What, the mob wasn’t greedy?

“Not until the corporates came in,” he moaned, voice rising. “There was never greed in Las Vegas because the guys we worked for in the early years knew they didn’t have to be greedy. The fucking odds did the job. They didn’t need to be greedy. Now, corporates run scared like all big fucking abusers. They run scared and do stupid things.”

That’s where Lewis loses me, because that’s just silly. Of course the mob was greedy; why would they be any less human than any other casino operator? To hear legendary Vegas banker E. Parry Thomas tell it earlier this summer, the reason the mob’s business model couldn’t last was precisely because the mob was skimming so much profit that there wasn’t enough reinvestment to keep the joints operating well.

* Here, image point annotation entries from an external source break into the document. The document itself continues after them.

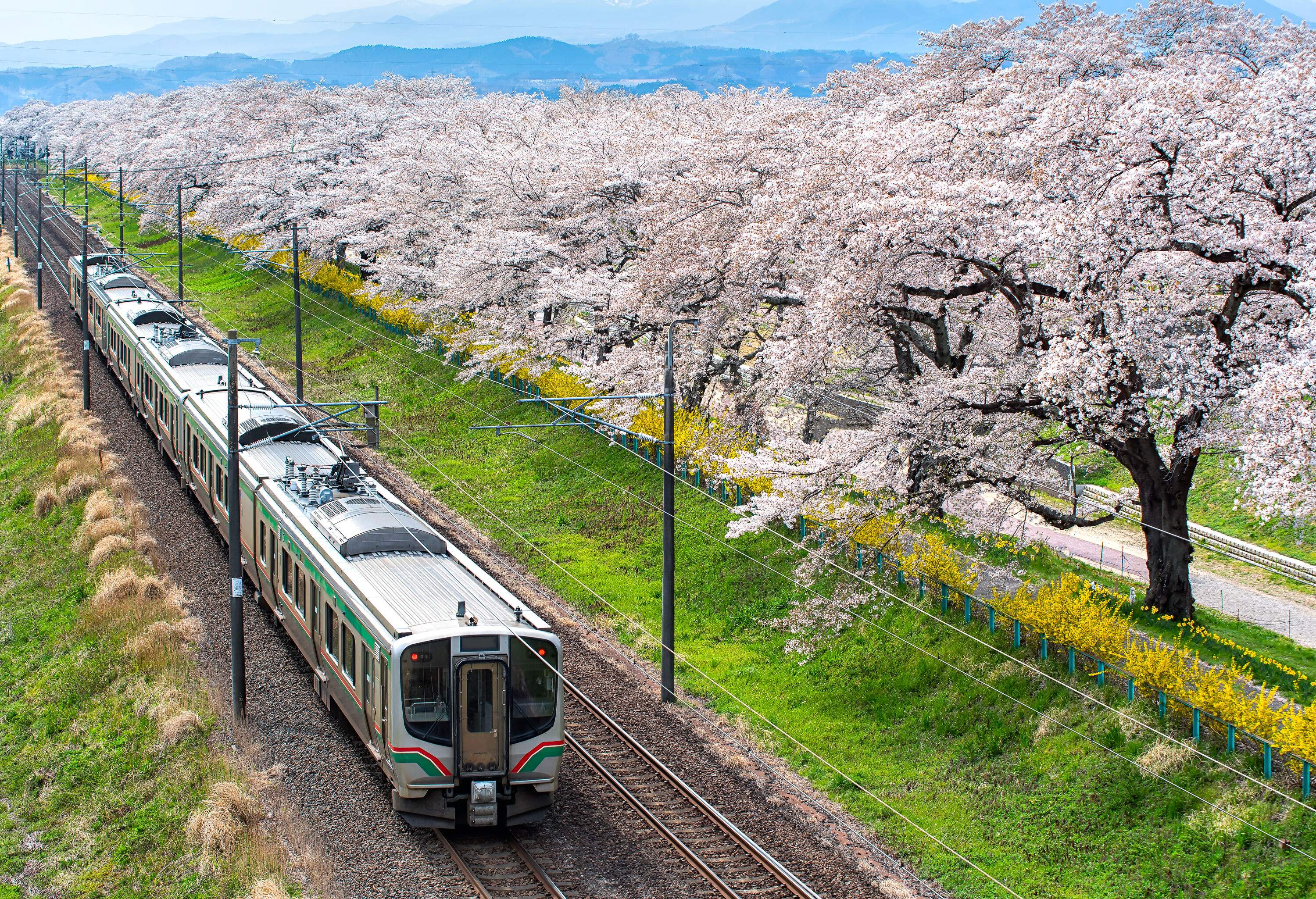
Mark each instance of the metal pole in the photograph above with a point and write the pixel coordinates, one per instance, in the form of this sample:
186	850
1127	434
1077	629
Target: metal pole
669	531
297	307
86	328
181	243
41	264
16	254
237	640
669	519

Yet chatting with Lewis and folks of his ilk does remind me that there is a part of that smaller, more intimate Vegas I would’ve loved, even as I celebrate the age of Cirque du Soleil, Michelin ratings and the megaresort.

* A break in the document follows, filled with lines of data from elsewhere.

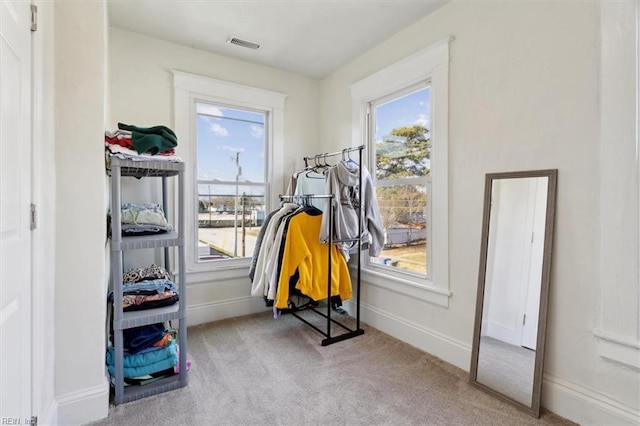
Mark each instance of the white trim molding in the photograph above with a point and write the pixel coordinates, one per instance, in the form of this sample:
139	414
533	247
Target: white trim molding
618	349
587	406
84	406
430	341
429	64
190	88
204	313
618	328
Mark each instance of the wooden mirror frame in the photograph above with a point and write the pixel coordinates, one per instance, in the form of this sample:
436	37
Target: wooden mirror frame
552	175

That part is, specifically, Lewis and his contemporaries. At 84, he says he doesn’t play in Las Vegas anymore because “they can’t afford me,” instead appearing at tribal casinos around the country. I’m pretty sure that’s just hurt feelings; he could totally get a gig at the South Point or Orleans, but they’re not the Strip, and the Strip is what he was lucky enough to witness be born and raised. He played the Flamingo when Bugsy Siegel was still alive, for God’s sake.

I still don’t believe Vegas will cease to exist a few decades hence, but I accept the nut of what Lewis raved about: Almost every major casino corporation has made disastrous decisions, decisions that single-resort operators simply couldn’t have made. Even if they’d wanted to.